With the rise of EVs and HVs some people are saying the the tried and true gasoline and Diesel engines could soon be a thing of the past. Other people are saying that these new vehicles are too futuristic and that the technology is not as advanced as it needs to be. Some companies like Porsche for example are experimenting with synthetic fuel for the gasoline and diesel engines so that we can keep them and have the option for EVs and HVs without hurting the environment.
Gasoline and diesel engines have been in the world for around 100 years and to get rid of them would be a very big change for society but could potentially help the environment, However, I think that keeping these engines and finding alternatives to fuel and emissions systems could be the change that is needed instead of a worldwide switch to EVs and HVs.
The argument that EV and HV supporters is that gasoline and diesel engines are harming the environment and it is time to switch to different powertrains. However, if you look at how these electric vehicles are made, you see that mining for lithium ion to make the batteries is the same if not worse for the environment as mining for the oil that is in gasoline and diesel cars. The statement that electric vehicles are better for the environment is false due to the fact that if everyone were to get rid of the cars that they have right now and switch to EVs and HVs, we would have a ton of waste from these cars being thrown away and put into junkyards. Then as the demand for EVs and HVs increases, so does the pollution that hurts the environment from mining for lithium ion. The other issue is then what would we do with all of the oil wells that are not being used? They too would be more waste left in fields and scrap yards as well as provide no money for the people that rely on them to make money.

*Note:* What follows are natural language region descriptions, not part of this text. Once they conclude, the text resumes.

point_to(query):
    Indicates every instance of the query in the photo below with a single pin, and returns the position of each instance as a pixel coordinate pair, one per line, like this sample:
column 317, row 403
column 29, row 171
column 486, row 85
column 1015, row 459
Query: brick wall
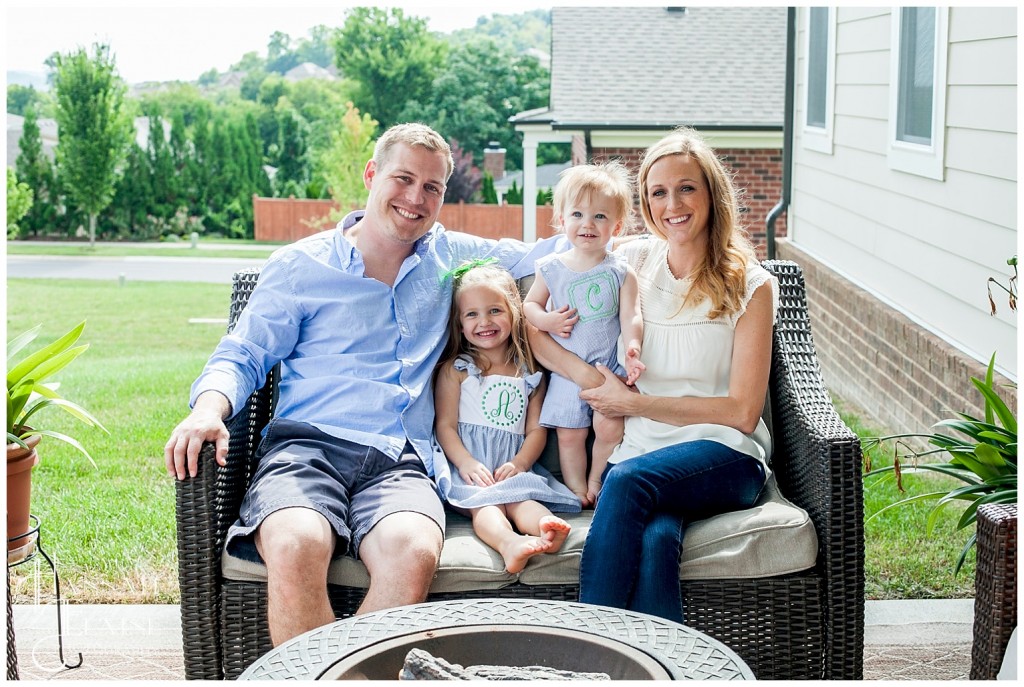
column 896, row 372
column 757, row 173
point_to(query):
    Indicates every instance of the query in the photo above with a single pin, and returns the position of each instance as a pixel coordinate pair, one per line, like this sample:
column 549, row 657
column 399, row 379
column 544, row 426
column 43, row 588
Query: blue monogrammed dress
column 492, row 426
column 594, row 294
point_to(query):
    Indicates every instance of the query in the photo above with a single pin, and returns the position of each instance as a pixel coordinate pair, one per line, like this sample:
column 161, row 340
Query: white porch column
column 528, row 188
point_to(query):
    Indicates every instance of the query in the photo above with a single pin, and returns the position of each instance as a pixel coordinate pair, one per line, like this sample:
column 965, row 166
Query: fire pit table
column 560, row 635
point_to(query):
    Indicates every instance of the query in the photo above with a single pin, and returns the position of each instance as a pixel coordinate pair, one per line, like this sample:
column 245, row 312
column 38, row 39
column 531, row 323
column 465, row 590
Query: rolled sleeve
column 265, row 333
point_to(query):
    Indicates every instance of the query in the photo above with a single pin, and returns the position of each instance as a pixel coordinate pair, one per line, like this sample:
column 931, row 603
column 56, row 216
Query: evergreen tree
column 342, row 163
column 130, row 207
column 260, row 181
column 163, row 180
column 465, row 179
column 293, row 164
column 95, row 128
column 35, row 170
column 198, row 171
column 18, row 202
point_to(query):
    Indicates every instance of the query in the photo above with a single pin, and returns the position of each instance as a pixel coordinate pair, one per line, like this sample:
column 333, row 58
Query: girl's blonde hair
column 722, row 275
column 582, row 181
column 519, row 353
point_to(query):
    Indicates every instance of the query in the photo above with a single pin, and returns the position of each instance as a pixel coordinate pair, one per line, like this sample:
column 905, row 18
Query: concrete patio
column 903, row 640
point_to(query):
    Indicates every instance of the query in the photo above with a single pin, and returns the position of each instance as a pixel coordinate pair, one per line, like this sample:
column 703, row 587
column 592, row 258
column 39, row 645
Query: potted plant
column 984, row 461
column 29, row 392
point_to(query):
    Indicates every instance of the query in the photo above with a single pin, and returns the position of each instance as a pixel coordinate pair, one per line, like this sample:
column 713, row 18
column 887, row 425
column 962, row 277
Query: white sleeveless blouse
column 686, row 354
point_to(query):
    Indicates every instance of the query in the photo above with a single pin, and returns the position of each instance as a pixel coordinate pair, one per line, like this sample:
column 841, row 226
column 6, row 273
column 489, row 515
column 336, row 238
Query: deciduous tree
column 392, row 56
column 94, row 128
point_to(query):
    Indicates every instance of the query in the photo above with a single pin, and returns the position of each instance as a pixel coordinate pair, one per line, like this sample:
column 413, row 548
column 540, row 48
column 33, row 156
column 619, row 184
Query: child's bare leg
column 572, row 460
column 492, row 524
column 607, row 435
column 531, row 517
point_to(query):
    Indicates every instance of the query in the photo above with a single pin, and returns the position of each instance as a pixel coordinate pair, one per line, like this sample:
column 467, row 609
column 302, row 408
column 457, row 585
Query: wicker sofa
column 804, row 625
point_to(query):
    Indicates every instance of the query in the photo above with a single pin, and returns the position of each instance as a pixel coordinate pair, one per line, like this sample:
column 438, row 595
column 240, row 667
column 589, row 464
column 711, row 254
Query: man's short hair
column 413, row 134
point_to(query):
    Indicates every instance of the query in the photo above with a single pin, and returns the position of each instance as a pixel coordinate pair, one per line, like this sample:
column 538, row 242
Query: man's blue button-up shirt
column 356, row 355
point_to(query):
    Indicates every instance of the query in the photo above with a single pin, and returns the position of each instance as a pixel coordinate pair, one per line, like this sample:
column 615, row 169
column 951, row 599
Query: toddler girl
column 591, row 205
column 487, row 402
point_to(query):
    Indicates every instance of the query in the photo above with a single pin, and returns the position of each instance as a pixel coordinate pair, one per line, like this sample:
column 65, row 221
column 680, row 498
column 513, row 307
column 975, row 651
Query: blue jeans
column 631, row 558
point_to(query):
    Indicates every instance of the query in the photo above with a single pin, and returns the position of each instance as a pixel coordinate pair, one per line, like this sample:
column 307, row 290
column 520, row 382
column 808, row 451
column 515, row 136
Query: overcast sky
column 164, row 41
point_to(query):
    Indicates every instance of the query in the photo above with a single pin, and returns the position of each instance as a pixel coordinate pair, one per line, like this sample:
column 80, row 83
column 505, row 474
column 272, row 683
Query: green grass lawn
column 901, row 560
column 181, row 250
column 111, row 528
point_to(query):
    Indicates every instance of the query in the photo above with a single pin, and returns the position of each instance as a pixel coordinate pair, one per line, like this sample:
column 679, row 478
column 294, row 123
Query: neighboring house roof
column 15, row 127
column 547, row 177
column 309, row 71
column 658, row 68
column 48, row 134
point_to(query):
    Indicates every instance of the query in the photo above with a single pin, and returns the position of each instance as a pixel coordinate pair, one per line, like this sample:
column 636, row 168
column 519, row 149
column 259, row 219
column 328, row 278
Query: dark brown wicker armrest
column 205, row 507
column 817, row 462
column 995, row 589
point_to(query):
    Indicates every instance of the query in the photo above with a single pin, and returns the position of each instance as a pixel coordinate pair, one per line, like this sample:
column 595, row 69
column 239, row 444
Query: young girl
column 591, row 204
column 487, row 402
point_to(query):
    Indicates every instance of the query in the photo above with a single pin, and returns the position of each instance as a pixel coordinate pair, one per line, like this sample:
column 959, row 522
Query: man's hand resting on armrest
column 205, row 423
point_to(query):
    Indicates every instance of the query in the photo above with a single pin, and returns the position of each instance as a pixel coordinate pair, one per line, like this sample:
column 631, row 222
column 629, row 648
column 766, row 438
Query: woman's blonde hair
column 519, row 353
column 722, row 275
column 582, row 181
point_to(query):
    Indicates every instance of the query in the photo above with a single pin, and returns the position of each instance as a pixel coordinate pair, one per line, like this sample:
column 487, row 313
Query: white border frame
column 817, row 138
column 922, row 160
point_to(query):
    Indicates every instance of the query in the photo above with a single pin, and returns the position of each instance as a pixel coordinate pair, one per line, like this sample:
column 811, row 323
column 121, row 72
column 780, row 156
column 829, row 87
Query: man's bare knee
column 295, row 538
column 400, row 553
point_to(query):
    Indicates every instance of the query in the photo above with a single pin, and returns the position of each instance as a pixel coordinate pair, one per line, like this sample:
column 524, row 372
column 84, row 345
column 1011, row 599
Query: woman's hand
column 476, row 473
column 612, row 398
column 559, row 323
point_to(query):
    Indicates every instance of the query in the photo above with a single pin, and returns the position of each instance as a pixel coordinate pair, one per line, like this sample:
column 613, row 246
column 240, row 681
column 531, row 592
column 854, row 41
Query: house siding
column 918, row 249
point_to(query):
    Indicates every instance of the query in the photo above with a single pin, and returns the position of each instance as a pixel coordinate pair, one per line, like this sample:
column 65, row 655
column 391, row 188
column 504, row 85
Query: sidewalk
column 903, row 640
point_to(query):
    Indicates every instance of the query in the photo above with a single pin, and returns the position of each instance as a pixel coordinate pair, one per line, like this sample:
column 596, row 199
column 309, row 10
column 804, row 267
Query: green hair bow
column 457, row 272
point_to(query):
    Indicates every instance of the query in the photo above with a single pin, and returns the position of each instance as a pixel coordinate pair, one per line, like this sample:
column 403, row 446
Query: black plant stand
column 34, row 531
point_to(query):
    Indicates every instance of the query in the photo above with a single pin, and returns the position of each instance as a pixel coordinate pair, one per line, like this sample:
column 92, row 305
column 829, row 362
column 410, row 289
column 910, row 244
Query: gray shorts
column 351, row 485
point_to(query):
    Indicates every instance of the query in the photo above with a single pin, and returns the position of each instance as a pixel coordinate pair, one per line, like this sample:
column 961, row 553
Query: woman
column 694, row 444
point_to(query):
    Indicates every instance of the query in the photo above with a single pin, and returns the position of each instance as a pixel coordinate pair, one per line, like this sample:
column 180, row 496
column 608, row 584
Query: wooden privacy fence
column 287, row 219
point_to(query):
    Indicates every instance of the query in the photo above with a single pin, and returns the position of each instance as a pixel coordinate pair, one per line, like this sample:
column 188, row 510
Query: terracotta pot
column 19, row 464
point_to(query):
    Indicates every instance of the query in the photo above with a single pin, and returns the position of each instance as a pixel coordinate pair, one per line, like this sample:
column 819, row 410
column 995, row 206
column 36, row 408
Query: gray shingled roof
column 652, row 68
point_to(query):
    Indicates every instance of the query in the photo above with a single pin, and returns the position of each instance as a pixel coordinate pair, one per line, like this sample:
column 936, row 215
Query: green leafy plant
column 985, row 461
column 29, row 392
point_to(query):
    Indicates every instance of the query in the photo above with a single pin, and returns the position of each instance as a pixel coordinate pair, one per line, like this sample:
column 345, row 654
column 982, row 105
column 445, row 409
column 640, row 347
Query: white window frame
column 926, row 160
column 814, row 137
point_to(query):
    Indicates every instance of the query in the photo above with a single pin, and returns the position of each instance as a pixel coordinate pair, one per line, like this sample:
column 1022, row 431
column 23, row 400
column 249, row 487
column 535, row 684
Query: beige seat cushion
column 771, row 539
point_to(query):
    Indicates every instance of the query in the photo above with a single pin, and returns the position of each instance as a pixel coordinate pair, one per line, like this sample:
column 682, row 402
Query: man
column 357, row 318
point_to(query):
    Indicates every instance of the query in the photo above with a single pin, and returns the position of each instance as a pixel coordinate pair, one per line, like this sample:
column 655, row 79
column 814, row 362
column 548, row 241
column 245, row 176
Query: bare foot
column 583, row 497
column 580, row 489
column 554, row 530
column 520, row 550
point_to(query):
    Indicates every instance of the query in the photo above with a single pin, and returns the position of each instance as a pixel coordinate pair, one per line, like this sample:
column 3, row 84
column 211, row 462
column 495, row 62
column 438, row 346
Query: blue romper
column 493, row 427
column 595, row 338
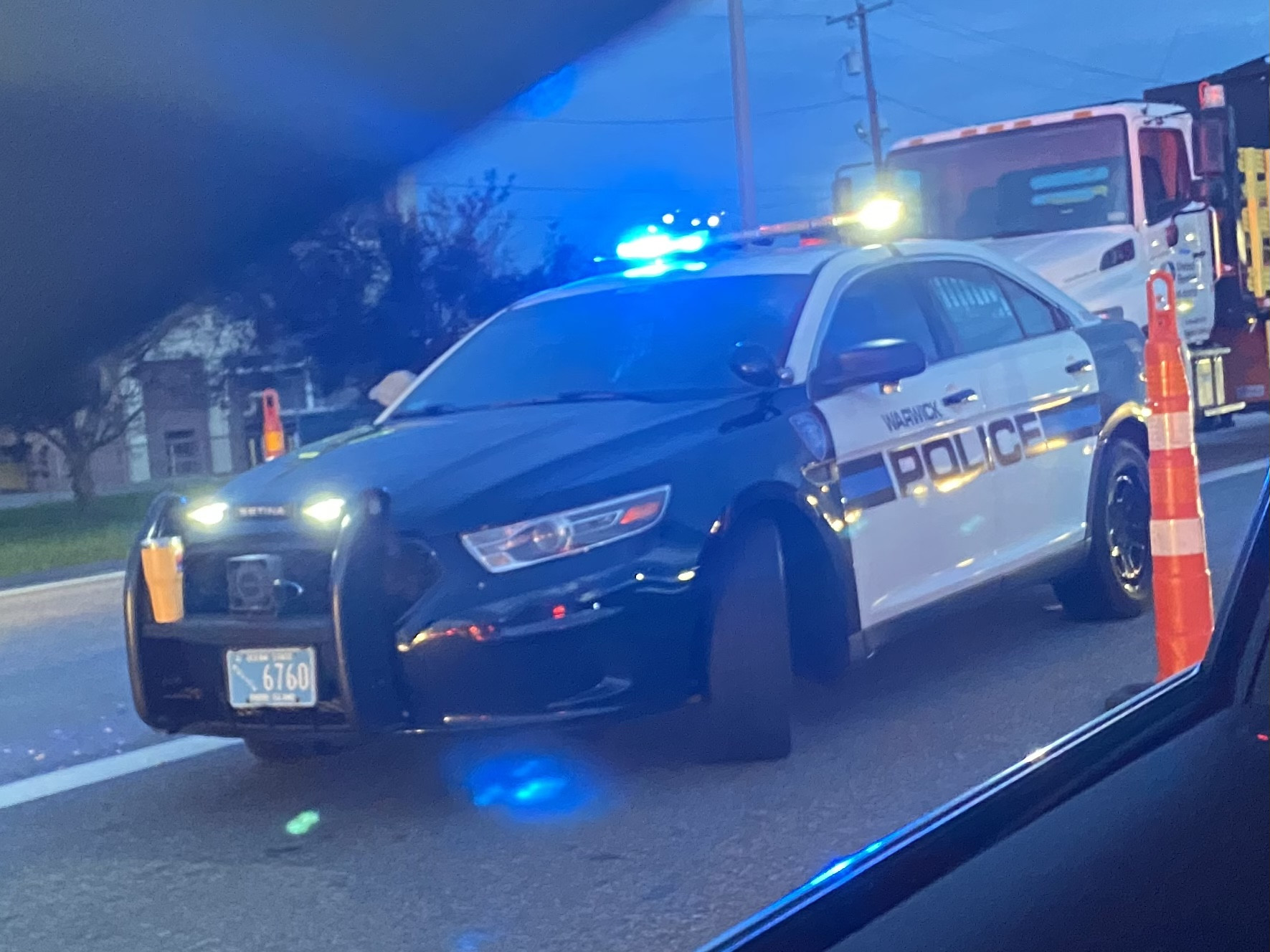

Another argument for why the switch to EVs and HVs would be difficult is that they are expensive. Sure the price for them would go down as the whole world slowly switches to them but at first the prices would skyrocket due to demand and limited production capabilities of manufacturers and this would lead to less people being inclined to buy them because they may not have the money. Not only would people be less inclined to buy because of the price but also charging stations for EVs are not on every corner; in fact, there are only 41,400 EV charging stations and 39 HV filling stations opposed to 168,000 gasoline and diesel stations in the United States. Then there is also the issue of how food and goods are transported across the country. Semi trucks run on diesel and transport goods and food all over the country because they have long range and have the torque or pulling power to pull the containers with them. There are also diesel trucks that provide much more efficient range and power for pulling things like motor homes, 5th wheels, and trailers. Without these automobiles, we may not be able to transport a lot of things that we need or want where we go.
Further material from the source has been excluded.